Abel hanya diam lalu menunduk dengan sendu. "Apa benar, malam itu aku dan kamu-" untuk meneruskan pertanyaannya lagi, Abel rasanya tidak sanggup. Terlalu perih jika dia harus mengingat bayangan itu.

Satya mendekati Abel. "Jangan dipikirkan. Aku 'kan udah janji bakal tanggung jawab. Apa pun yang terjadi nanti, aku nggak akan ninggalin kamu, Abel."

Abel hanya menatap keseriusan yang terpancar di wajah tampan itu. Tidak ada sedikit pun kebohongan terlihat di sana. Entah kenapa, hati Abel ingin sekali mempercayainya. Namun, di sisi lain hatinya masih diliputi keraguan.

"Kamu harus lamar langsung aku sama Daddy. Jawaban aku tergantung dengan jawaban Daddy," putus Abel akhirnya.

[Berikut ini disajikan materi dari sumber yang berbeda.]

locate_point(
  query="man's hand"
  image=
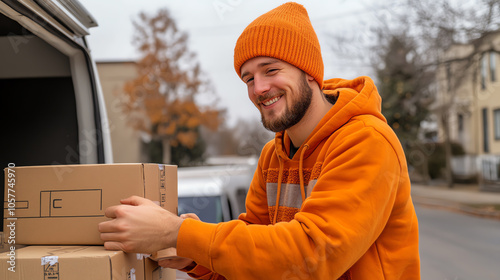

"Baik. Siang ini juga aku akan melakukannya," jawab Satya dengan senyumnya yang mantap.

🌹🌹🌹

Arjuna hanya diam, menatap serius lelaki muda yang baru saja memberanikan diri melamar sang putri padanya. Sejenak diliriknya Abel yang sejak tadi hanya menunduk dengan wajahnya yang terlihat gelisah.

"Saya janji akan membahagiakan Abel, Om. Tolong beri saya kesempatan untuk menikahinya."

Arjuna menghela napas pelan, setelah cukup lama diam. "Baik, saya terima lamaran kamu." Keputusan Arjuna kali ini membuat Abel menatap sang Ayah dengan wajah serius.

"Karena kamu sudah berani meminta Abel, semua itu tentu ada syaratnya."

"Apa itu, Om?"

"Putri saya ini sangat istimewa. Saya tidak akan semudah itu menerima sembarangan lelaki untuknya, sekali pun kamu adik ipar Harlan, teman saya."

Abel menatap sang Ayah dengan wajah cemas. Entah syarat apa yang akan diajukan sang Ayah pada Satya nanti. Hati kecilnya malah tiba-tiba mencemaskan hal ini.

"Kamu bisa karate?"

"Tentu saja, Om."

"Bagus," sahut Arjuna. "Nanti malam datanglah. Kita duel. Jika kamu menang melawan saya, kamu saya izinkan menikahi Abel. Bahkan, secepatnya kalau perlu. Tapi, jika kamu kalah, saya berharap kamu mundur."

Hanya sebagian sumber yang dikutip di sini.